A third option is hormone therapy, although its long-term results can be limited. Simply put, prostate cancer feeds on testosterone. The idea is that by cutting the testosterone supply, the cancer stops growing. What research has learned, however, is that the cancer finds some other way to get what it needs.

Testosterone removal also comes with side effects, ranging from loss of libido and erectile dysfunction to more serious cardiovascular impacts and increased risk of diabetes. Short-term benefits for severe cases, however, are encouraging.

“If you have metastatic prostate cancer, withdrawing its hormonal support is an extraordinarily effective first line of treatment,” says de Vere White. “What we’re finding is we can give it intermittently to lower PSA levels over a period of months, then allow patients to start reproducing testosterone to reverse side effects. Hopefully, 18 to 24 months can pass before PSA levels are elevated again and treatment starts again.”

Hormone treatment certainly worked in Swingle’s case, primarily (in his view) because he was willing to be part of clinical trials. Between 2004 and 2009 he was involved in two trials, both of which had very positive initial results. His PSA levels dropped from 298 to below 50 and then down to eight. Today they hover around 40, which is high but stable.

In 2011, he went beyond traditional therapies and started on the Provenge program, which involves altering a patient’s white blood cells, retraining them to attack cancer.
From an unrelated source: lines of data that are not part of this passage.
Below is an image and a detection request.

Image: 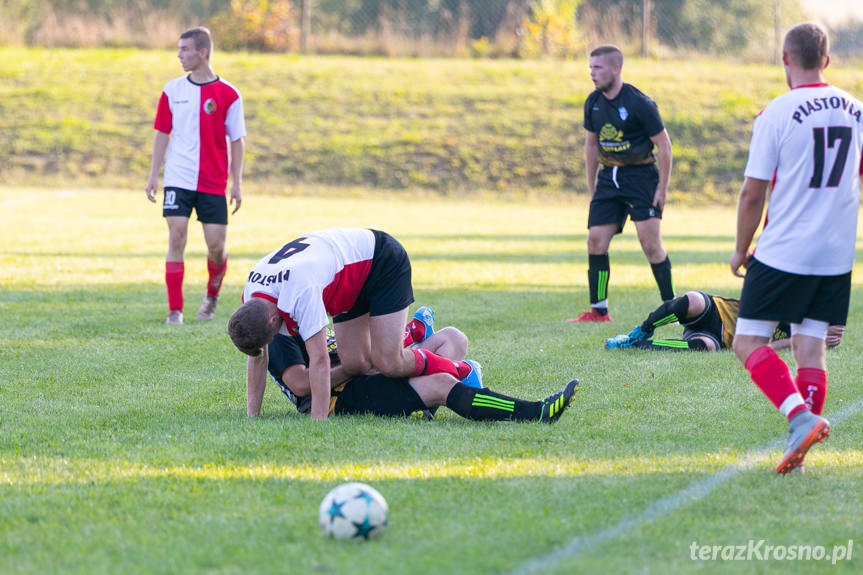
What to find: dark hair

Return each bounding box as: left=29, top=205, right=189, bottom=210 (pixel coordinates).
left=180, top=26, right=213, bottom=56
left=228, top=297, right=270, bottom=357
left=590, top=44, right=623, bottom=66
left=785, top=22, right=830, bottom=70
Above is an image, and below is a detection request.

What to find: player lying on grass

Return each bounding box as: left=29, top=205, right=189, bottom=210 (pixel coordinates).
left=256, top=307, right=578, bottom=423
left=228, top=228, right=482, bottom=419
left=605, top=291, right=845, bottom=351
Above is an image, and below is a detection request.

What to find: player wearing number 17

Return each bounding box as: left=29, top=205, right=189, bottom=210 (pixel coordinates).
left=730, top=23, right=863, bottom=473
left=228, top=228, right=480, bottom=419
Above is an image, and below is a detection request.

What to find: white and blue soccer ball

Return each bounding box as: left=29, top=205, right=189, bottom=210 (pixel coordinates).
left=318, top=483, right=389, bottom=541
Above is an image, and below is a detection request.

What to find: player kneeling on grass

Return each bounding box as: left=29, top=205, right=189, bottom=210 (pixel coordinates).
left=228, top=228, right=490, bottom=419
left=256, top=307, right=578, bottom=423
left=605, top=291, right=845, bottom=351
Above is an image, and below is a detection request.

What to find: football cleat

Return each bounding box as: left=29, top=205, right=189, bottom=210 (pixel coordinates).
left=195, top=296, right=219, bottom=321
left=461, top=359, right=482, bottom=389
left=539, top=379, right=578, bottom=423
left=566, top=307, right=611, bottom=323
left=410, top=305, right=434, bottom=343
left=408, top=409, right=434, bottom=421
left=165, top=309, right=183, bottom=325
left=776, top=409, right=830, bottom=473
left=605, top=325, right=653, bottom=349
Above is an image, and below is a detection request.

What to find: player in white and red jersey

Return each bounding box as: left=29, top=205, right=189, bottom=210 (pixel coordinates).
left=730, top=23, right=863, bottom=473
left=146, top=28, right=246, bottom=323
left=228, top=228, right=480, bottom=419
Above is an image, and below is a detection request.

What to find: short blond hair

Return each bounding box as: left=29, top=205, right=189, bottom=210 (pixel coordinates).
left=180, top=26, right=213, bottom=56
left=590, top=44, right=623, bottom=67
left=228, top=297, right=270, bottom=357
left=783, top=22, right=830, bottom=70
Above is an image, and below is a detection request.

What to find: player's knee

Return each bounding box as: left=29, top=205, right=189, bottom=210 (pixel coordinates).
left=339, top=353, right=372, bottom=375
left=438, top=327, right=468, bottom=359
left=685, top=291, right=707, bottom=318
left=410, top=373, right=458, bottom=407
left=372, top=353, right=404, bottom=377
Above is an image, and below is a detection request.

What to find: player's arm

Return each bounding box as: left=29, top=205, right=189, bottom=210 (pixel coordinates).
left=146, top=130, right=171, bottom=203
left=584, top=130, right=599, bottom=199
left=729, top=178, right=770, bottom=277
left=246, top=346, right=270, bottom=417
left=305, top=328, right=330, bottom=419
left=650, top=129, right=671, bottom=210
left=230, top=138, right=246, bottom=215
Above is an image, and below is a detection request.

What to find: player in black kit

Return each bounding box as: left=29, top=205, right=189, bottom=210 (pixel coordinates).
left=567, top=46, right=674, bottom=322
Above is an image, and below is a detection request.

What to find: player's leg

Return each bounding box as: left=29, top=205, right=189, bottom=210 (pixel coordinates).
left=632, top=334, right=719, bottom=351
left=409, top=373, right=578, bottom=423
left=333, top=313, right=372, bottom=374
left=621, top=165, right=674, bottom=301
left=417, top=326, right=468, bottom=361
left=195, top=193, right=228, bottom=321
left=404, top=306, right=434, bottom=347
left=566, top=220, right=621, bottom=322
left=366, top=308, right=471, bottom=379
left=195, top=224, right=228, bottom=321
left=605, top=291, right=708, bottom=351
left=791, top=319, right=827, bottom=415
left=733, top=312, right=830, bottom=473
left=635, top=217, right=674, bottom=301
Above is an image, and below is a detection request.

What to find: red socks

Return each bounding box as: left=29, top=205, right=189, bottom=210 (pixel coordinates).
left=207, top=256, right=228, bottom=298
left=745, top=345, right=806, bottom=421
left=794, top=367, right=827, bottom=415
left=404, top=318, right=426, bottom=347
left=165, top=262, right=185, bottom=311
left=409, top=349, right=472, bottom=379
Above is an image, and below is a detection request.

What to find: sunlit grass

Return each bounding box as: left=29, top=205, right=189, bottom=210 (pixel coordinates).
left=0, top=187, right=863, bottom=575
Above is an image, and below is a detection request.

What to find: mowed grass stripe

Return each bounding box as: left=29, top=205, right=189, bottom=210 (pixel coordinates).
left=512, top=398, right=863, bottom=575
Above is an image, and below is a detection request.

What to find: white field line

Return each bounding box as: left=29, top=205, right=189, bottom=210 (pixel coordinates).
left=512, top=398, right=863, bottom=575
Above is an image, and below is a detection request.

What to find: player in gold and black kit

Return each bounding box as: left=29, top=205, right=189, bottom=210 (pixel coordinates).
left=567, top=46, right=674, bottom=322
left=605, top=291, right=845, bottom=351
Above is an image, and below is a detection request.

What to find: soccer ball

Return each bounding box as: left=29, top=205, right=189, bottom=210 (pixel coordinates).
left=318, top=483, right=389, bottom=541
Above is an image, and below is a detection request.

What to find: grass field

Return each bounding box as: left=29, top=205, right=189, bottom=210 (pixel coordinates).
left=0, top=45, right=863, bottom=198
left=0, top=187, right=863, bottom=574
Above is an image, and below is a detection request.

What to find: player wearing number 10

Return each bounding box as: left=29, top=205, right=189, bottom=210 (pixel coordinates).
left=228, top=228, right=480, bottom=419
left=730, top=23, right=863, bottom=473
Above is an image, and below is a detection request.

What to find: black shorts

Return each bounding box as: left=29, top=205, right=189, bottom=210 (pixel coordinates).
left=680, top=292, right=725, bottom=349
left=587, top=164, right=662, bottom=233
left=333, top=374, right=427, bottom=417
left=333, top=230, right=414, bottom=323
left=740, top=258, right=851, bottom=325
left=162, top=188, right=228, bottom=225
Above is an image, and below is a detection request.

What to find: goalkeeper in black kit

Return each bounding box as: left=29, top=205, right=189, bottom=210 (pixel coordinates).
left=605, top=291, right=845, bottom=351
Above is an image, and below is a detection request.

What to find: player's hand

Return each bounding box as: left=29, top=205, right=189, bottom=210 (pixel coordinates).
left=230, top=184, right=243, bottom=216
left=728, top=252, right=751, bottom=278
left=144, top=178, right=159, bottom=204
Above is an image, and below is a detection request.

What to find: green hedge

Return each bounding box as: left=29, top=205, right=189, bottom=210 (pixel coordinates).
left=0, top=48, right=863, bottom=199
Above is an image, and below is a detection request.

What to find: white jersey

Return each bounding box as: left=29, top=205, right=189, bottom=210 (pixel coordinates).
left=243, top=228, right=375, bottom=340
left=744, top=84, right=863, bottom=276
left=154, top=76, right=246, bottom=196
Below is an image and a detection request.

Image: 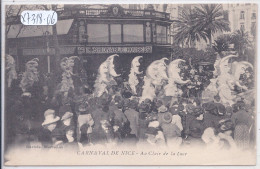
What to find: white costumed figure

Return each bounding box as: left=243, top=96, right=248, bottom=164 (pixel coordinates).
left=164, top=59, right=190, bottom=97
left=204, top=55, right=253, bottom=105
left=128, top=56, right=142, bottom=95
left=20, top=58, right=39, bottom=92
left=94, top=54, right=120, bottom=97
left=60, top=56, right=79, bottom=96
left=140, top=58, right=168, bottom=102
left=5, top=55, right=17, bottom=88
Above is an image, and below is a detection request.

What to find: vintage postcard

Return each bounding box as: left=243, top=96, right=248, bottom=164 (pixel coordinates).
left=1, top=1, right=258, bottom=166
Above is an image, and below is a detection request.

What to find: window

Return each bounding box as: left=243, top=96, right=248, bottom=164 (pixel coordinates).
left=87, top=24, right=109, bottom=43
left=240, top=11, right=245, bottom=19
left=123, top=24, right=144, bottom=42
left=240, top=23, right=245, bottom=30
left=110, top=24, right=122, bottom=43
left=156, top=25, right=167, bottom=44
left=252, top=12, right=256, bottom=19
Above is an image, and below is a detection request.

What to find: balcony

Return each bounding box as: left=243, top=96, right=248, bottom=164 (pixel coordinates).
left=59, top=6, right=170, bottom=20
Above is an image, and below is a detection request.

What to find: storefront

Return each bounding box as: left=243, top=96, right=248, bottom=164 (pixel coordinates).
left=7, top=5, right=171, bottom=72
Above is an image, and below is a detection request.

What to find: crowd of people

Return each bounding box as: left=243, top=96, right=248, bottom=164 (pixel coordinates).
left=5, top=53, right=256, bottom=150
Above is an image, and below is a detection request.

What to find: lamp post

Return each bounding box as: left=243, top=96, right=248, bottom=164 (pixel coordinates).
left=44, top=31, right=51, bottom=74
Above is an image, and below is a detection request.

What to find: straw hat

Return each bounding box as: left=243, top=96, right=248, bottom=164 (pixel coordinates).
left=61, top=112, right=73, bottom=121
left=42, top=109, right=60, bottom=126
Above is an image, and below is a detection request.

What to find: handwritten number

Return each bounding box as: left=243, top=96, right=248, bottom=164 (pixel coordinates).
left=51, top=12, right=55, bottom=24
left=21, top=11, right=57, bottom=25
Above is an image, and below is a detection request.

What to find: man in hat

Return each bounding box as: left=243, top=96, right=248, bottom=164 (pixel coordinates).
left=158, top=105, right=168, bottom=125
left=231, top=102, right=254, bottom=149
left=184, top=105, right=205, bottom=145
left=77, top=104, right=94, bottom=143
left=39, top=109, right=60, bottom=146
left=169, top=105, right=183, bottom=131
left=218, top=118, right=236, bottom=149
left=124, top=101, right=139, bottom=137
left=64, top=126, right=79, bottom=151
left=202, top=102, right=226, bottom=130
left=59, top=112, right=75, bottom=136
left=90, top=99, right=114, bottom=144
left=161, top=112, right=182, bottom=147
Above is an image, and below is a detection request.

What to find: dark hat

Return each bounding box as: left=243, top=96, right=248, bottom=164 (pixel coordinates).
left=202, top=102, right=217, bottom=111
left=114, top=120, right=122, bottom=127
left=192, top=106, right=204, bottom=116
left=185, top=104, right=195, bottom=114
left=162, top=112, right=172, bottom=123
left=169, top=105, right=179, bottom=115
left=216, top=103, right=226, bottom=116
left=61, top=112, right=73, bottom=121
left=145, top=127, right=158, bottom=135
left=114, top=95, right=122, bottom=102
left=155, top=100, right=163, bottom=107
left=218, top=118, right=234, bottom=132
left=117, top=100, right=124, bottom=109
left=65, top=126, right=75, bottom=132
left=158, top=105, right=168, bottom=113
left=122, top=91, right=132, bottom=99
left=144, top=99, right=152, bottom=104
left=59, top=105, right=72, bottom=114
left=226, top=106, right=233, bottom=115
left=178, top=104, right=184, bottom=111
left=124, top=99, right=130, bottom=107
left=214, top=94, right=220, bottom=101
left=129, top=100, right=138, bottom=109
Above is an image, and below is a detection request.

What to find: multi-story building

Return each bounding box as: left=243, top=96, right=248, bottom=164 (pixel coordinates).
left=6, top=5, right=171, bottom=75
left=223, top=3, right=257, bottom=38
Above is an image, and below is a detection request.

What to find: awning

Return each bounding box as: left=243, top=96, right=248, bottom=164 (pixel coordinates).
left=7, top=19, right=73, bottom=38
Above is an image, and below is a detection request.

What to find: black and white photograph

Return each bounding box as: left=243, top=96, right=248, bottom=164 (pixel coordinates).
left=1, top=1, right=258, bottom=166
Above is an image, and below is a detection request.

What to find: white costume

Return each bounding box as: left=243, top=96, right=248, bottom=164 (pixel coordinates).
left=20, top=58, right=39, bottom=92
left=60, top=56, right=79, bottom=95
left=202, top=55, right=253, bottom=105
left=140, top=58, right=168, bottom=102
left=164, top=59, right=190, bottom=96
left=128, top=56, right=142, bottom=95
left=5, top=55, right=17, bottom=88
left=94, top=54, right=120, bottom=97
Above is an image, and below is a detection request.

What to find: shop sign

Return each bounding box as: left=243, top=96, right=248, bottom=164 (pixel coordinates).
left=9, top=48, right=17, bottom=56
left=23, top=47, right=76, bottom=56
left=78, top=46, right=152, bottom=54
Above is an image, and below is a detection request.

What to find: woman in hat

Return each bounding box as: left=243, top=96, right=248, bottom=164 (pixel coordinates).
left=202, top=102, right=225, bottom=130
left=184, top=105, right=205, bottom=145
left=231, top=102, right=253, bottom=149
left=59, top=112, right=75, bottom=136
left=39, top=109, right=62, bottom=146
left=158, top=105, right=168, bottom=125
left=77, top=104, right=94, bottom=141
left=161, top=112, right=182, bottom=147
left=170, top=105, right=183, bottom=131
left=64, top=126, right=79, bottom=150
left=218, top=118, right=236, bottom=149
left=124, top=101, right=139, bottom=137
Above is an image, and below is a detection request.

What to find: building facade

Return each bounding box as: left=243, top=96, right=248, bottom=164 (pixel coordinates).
left=6, top=5, right=171, bottom=77
left=223, top=3, right=257, bottom=38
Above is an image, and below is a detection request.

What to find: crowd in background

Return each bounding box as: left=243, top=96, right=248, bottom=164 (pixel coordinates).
left=6, top=59, right=256, bottom=152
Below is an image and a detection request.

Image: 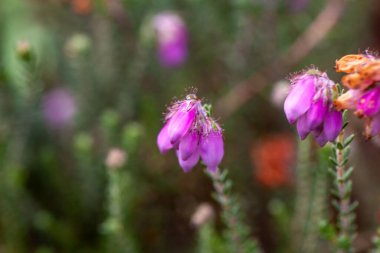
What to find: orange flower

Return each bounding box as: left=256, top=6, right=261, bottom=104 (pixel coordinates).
left=251, top=134, right=295, bottom=188
left=335, top=54, right=380, bottom=90
left=335, top=54, right=373, bottom=74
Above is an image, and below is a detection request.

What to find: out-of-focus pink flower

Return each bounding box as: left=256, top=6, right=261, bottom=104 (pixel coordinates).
left=42, top=88, right=76, bottom=128
left=153, top=11, right=188, bottom=68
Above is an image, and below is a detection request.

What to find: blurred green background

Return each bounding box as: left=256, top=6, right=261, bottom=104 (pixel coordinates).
left=0, top=0, right=380, bottom=253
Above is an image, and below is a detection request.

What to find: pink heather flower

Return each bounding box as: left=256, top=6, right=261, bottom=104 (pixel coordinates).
left=284, top=69, right=343, bottom=146
left=153, top=12, right=188, bottom=68
left=157, top=94, right=224, bottom=172
left=289, top=0, right=310, bottom=12
left=42, top=88, right=76, bottom=128
left=334, top=50, right=380, bottom=139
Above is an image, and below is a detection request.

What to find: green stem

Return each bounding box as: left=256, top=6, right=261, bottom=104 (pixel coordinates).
left=208, top=169, right=260, bottom=253
left=330, top=130, right=357, bottom=253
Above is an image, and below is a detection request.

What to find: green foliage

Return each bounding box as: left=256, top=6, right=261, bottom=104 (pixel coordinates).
left=322, top=121, right=358, bottom=252
left=209, top=170, right=260, bottom=253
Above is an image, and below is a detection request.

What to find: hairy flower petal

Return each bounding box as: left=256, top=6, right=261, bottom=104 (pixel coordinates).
left=157, top=122, right=173, bottom=154
left=307, top=98, right=328, bottom=129
left=177, top=150, right=199, bottom=173
left=323, top=111, right=343, bottom=141
left=313, top=130, right=328, bottom=147
left=297, top=115, right=310, bottom=140
left=168, top=108, right=195, bottom=144
left=284, top=77, right=315, bottom=124
left=356, top=87, right=380, bottom=116
left=178, top=132, right=199, bottom=161
left=199, top=131, right=224, bottom=172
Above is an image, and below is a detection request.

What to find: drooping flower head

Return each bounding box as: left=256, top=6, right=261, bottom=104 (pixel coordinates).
left=335, top=52, right=380, bottom=138
left=42, top=88, right=77, bottom=129
left=157, top=94, right=224, bottom=172
left=284, top=68, right=343, bottom=146
left=153, top=11, right=188, bottom=68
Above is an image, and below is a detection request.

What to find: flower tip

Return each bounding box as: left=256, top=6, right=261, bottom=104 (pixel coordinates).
left=207, top=167, right=218, bottom=174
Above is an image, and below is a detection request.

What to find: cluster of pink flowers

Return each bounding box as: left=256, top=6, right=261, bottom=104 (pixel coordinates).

Other approaches being studied include freezing the cancer cells (cryotherapy) and high-intensity, focused ultrasound. Both are in experimental stages.

Ultimately, the right course for any patient involves numerous variables but more than anything else, it involves what Dr. Logsdon calls the sleep test.

“I tell patients there is more than one right answer,” he says. “Figuring out which one is right for you means finding the approach that is going to let you sleep best at night.”